EU still assessing Hungary’s pandemic plan to unlock funds

U.S. & World

FILE – In this Friday, April 6, 2018 file photo, Prime Minister Viktor Orban waves during the final electoral rally of his Fidesz party in Szekesfehervar, Hungary. After a landslide 2018 election victory, Orban talks about Hungary’s “system of national cooperation,” a process that has hobbled the court system, re-written the constitution and given immense power to himself and his party. (AP Photo/Darko Vojinovic, File)

BRUSSELS (AP) — The European Union’s executive is working past a Monday deadline to assess Hungary pandemic recovery plan and unlock EU grants and loans amid allegations it might not to meet all the requirements to tap into the funds.

EU Commission spokeswoman Arianna Podesta said that the Commission was still analyzing replies its received last Friday and might take as much as weeks to process.

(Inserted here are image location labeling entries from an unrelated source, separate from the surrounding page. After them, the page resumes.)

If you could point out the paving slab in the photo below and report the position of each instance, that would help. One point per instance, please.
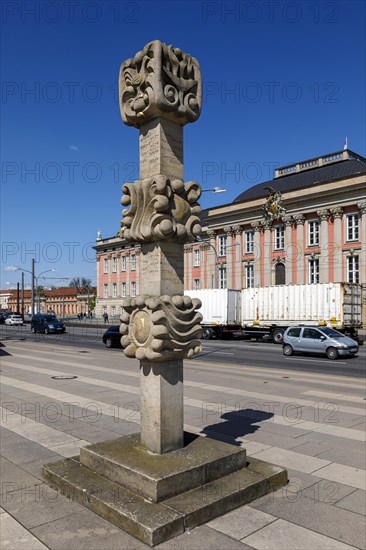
(290, 459)
(241, 522)
(14, 536)
(355, 502)
(202, 538)
(38, 506)
(326, 519)
(84, 531)
(13, 477)
(282, 535)
(344, 474)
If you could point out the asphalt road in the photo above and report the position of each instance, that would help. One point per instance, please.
(229, 352)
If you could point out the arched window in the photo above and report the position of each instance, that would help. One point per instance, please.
(280, 274)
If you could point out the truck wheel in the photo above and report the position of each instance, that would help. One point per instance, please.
(277, 335)
(108, 343)
(332, 353)
(207, 334)
(287, 350)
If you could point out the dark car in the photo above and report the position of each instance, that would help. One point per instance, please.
(112, 337)
(46, 323)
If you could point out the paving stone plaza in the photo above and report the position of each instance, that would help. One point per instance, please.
(316, 430)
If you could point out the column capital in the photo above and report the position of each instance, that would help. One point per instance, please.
(337, 212)
(323, 214)
(362, 206)
(288, 221)
(257, 226)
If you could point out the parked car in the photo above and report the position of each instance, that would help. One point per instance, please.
(46, 323)
(14, 319)
(322, 340)
(112, 337)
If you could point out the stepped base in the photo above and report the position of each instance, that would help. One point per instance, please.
(200, 492)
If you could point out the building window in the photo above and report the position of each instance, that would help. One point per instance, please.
(279, 237)
(313, 233)
(249, 276)
(197, 258)
(222, 245)
(313, 271)
(353, 269)
(352, 227)
(222, 277)
(280, 274)
(249, 242)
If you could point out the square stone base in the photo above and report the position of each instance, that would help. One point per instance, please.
(157, 497)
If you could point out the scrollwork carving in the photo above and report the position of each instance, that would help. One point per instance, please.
(161, 328)
(160, 209)
(160, 81)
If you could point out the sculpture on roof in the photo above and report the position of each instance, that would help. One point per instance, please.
(273, 209)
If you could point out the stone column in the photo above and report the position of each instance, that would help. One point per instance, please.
(212, 275)
(189, 251)
(138, 269)
(299, 250)
(109, 256)
(288, 221)
(337, 214)
(267, 252)
(324, 248)
(160, 91)
(257, 227)
(203, 248)
(238, 257)
(362, 206)
(229, 256)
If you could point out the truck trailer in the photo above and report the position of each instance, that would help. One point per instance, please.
(266, 312)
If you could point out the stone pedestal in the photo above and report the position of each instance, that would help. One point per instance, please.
(157, 497)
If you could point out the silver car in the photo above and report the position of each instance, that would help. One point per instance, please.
(323, 340)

“We are working constructively to conclude our assessment as fast as possible. Should our assessment require more weeks rather than days, we will propose to Hungary to agree on an extension of the 2-month deadline.”

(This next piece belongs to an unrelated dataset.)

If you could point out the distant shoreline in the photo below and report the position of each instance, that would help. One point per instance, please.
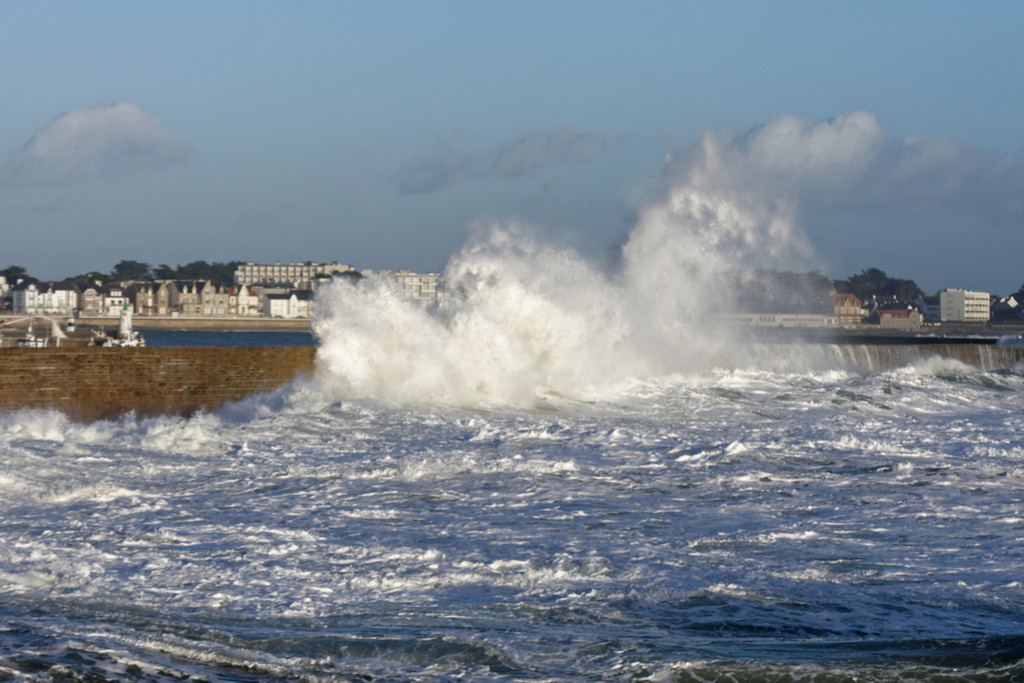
(176, 323)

Even when EU nations get the green light from the bloc’s executive arm to obtain the billions in funds, they will steel need the approval of other member states too. Critics have said that corruption safeguards might be insufficient in the Hungarian plan.

The delay comes against a background of increasing strife between several of the EU institutions and Budapest, with Brussels claiming there is a rollback in the nation’s democratic credentials while corruption runs rampant.

The EU has said it would grant extensions on the national recovery plans to ensure workable and precise plans rather than blueprints not properly vetted for lack to time. So far, 5 members requested extensions — Poland, Estonia, Romania, Sweden and Finland. These range from a few weeks to the end of September.

During the assessment period, EU authorities are locked in dialogue with the country concerned and can send observations or ask questions. The country can provide information or adjust its plan as things progress.